Увы, он не знал, что первый толчок на пути исторических событий развивается в огромные последствия, в огромные размеры, что история вступает в права свои и долго несет одиножды порученное ей бремя, пока не совершит всего круга, пока не истощит всей его тяжести; что нельзя легко отделаться от совершенной однажды ошибки, а надобно выпить всю ее чашу, истощить все последствия. Он не знал, что ум и воля преждевременно понимающего и предусматривающего человека (каков он был) бессильны против хода вещей, что он может только благородно стать против предрассудков, может завязать борьбу, может начать дело, подвинуть будущую эпоху, но что победа не его удел, тем более что он и сам, без его ведома, заражен своею эпохою, против которой борется, и не может он все понять и прямо сказать, чего надо; он может только бороться и кидать мысли.

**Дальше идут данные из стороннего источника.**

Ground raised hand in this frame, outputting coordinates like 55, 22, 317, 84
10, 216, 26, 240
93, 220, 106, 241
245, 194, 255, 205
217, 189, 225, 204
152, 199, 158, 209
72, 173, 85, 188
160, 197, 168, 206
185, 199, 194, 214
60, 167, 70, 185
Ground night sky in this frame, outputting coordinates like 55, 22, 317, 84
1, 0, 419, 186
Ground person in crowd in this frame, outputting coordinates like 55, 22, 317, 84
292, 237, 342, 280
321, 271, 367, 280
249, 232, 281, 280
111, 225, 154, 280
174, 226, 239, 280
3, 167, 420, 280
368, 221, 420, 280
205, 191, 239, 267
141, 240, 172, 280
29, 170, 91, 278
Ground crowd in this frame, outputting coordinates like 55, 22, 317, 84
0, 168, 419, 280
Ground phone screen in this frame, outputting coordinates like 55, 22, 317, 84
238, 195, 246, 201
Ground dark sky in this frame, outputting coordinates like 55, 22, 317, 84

Все это определило характер Ломоносова в деятельности русского просвещения, характер борьбы, не понимаемой современниками, и борьбы без победы, но не без следствия. Его пылкий, неукротимый, независимый, упорный дух придавал особенный характер этой борьбе. С другой стороны, его собственная деятельность была неутомима и многостороння. Он не останавливался на одной борьбе, на одном отрицании; он стремился к положительному; отрицая, с одной стороны, он как бы показывал, с другой, чего надо, по его понятию, и огромными разнообразными трудами оправдывал свою непримиримую вражду к немецкой партии в русской науке.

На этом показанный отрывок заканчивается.